Dutch pension funds invest billions in Russian companies: report
Dutch pension funds have at least 2.5 billion euros invested in Russian companies and government bonds, NU.nl reports based on its own research. The ten largest pension funds in the Netherlands have an extensive portfolio of shares in Russian companies like Gazprom, Lukoil, and Rosneft, and banks Sberbank, Credit Bank of Moscow, and VTB Bank. All these companies are affected by European and American sanctions implemented after the Russian invasion of Ukraine.
Civil servants' pension fund ABP has about 1 billion euros in Russian investments, 0.2 percent of its total investments. Last year, the fund decided to stop investing in oil and gas, which resulted in it selling many of its Russian investments. "We still have some investments in fossil fuels, but they have already been significantly reduced and are being further reduced," a spokesperson told NU.nl. "And if the EU imposes sanctions that affect our investments, we will, of course, follow them."

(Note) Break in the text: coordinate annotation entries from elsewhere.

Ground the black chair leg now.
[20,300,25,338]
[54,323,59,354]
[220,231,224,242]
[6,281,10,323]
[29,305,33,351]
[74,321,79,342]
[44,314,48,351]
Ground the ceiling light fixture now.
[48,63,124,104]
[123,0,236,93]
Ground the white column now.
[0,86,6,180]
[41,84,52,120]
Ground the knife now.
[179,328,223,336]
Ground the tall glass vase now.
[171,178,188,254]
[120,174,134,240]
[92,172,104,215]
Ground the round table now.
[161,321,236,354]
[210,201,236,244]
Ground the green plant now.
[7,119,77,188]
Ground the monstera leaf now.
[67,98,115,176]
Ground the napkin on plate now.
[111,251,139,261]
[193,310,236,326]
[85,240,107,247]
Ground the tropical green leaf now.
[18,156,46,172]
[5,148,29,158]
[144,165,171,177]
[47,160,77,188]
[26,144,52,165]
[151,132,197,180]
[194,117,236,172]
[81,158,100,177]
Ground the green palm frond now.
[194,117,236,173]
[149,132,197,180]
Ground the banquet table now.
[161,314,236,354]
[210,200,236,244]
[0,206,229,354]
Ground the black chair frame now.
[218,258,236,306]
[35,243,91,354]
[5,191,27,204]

PFZW has 1.2 billion euros in Russian investments, 0.4 percent of its total. This includes government bonds with a value of around 700 million euros. A spokesperson told the newspaper that the fund is following developments in Ukraine. "The PFZW board will consider how to deal with this," said a spokesperson.

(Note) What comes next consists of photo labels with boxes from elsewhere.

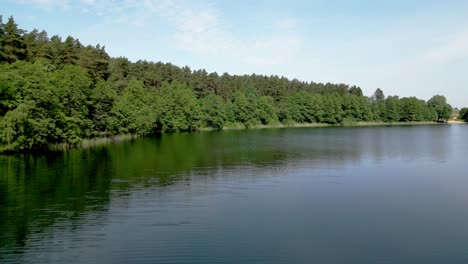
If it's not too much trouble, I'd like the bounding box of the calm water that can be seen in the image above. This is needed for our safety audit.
[0,125,468,264]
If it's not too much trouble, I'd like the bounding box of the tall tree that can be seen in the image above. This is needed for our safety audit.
[2,16,25,64]
[0,15,6,62]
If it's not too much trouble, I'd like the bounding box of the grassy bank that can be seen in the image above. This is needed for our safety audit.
[200,122,441,131]
[48,134,139,151]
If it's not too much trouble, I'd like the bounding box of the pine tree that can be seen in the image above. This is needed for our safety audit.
[2,17,25,64]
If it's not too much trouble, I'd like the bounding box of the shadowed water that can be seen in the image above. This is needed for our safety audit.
[0,125,468,264]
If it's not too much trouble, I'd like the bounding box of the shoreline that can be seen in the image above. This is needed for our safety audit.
[447,120,468,125]
[0,121,450,155]
[197,121,447,131]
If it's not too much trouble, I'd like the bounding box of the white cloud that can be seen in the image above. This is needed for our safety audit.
[145,0,303,66]
[424,29,468,64]
[273,18,300,30]
[18,0,70,9]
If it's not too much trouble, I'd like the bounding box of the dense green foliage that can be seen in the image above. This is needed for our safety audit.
[458,108,468,122]
[0,17,451,151]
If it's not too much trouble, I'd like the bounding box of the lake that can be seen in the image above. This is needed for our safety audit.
[0,125,468,264]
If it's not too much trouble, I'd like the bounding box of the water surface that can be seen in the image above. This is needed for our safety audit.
[0,125,468,264]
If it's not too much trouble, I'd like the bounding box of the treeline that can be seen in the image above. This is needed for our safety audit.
[458,108,468,122]
[0,17,452,152]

Pensionfonds Detailhandel has relatively the most Russian investments at 270 million euros or over 0.7 percent of its total investments. Most of these investments (208 million euros) are in government bonds. The pension fund's board will decide what to do with the Russian investments on Thursday, a spokesperson said.

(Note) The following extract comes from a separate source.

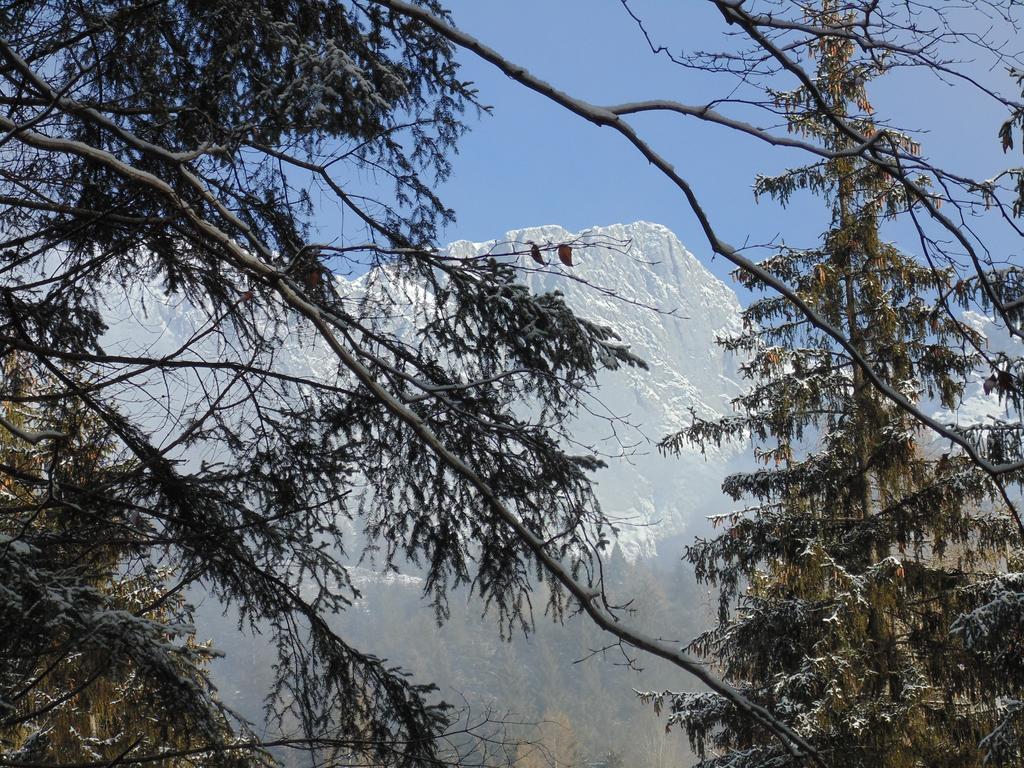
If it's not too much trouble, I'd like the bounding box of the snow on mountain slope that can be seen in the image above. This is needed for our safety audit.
[449,222,740,557]
[104,222,740,557]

PMT's Russian investments amount to 132 million euros or 0.13 percent of its total investments. BpfBouw has 58 million euros (0.07 percent), and PME has 23 million euros (0.04 percent). PfVervoer would not give NU.nl exact figures, but an overview at the end of 2020 showed that the fund had many different investments in Russian stocks and government bonds. A spokesperson said that there are "no major differences" with the earlier situation a year later.
On Monday, left-wing opposition parties called on the Cabinet to tackle Russian financial interests that run through Dutch businesses.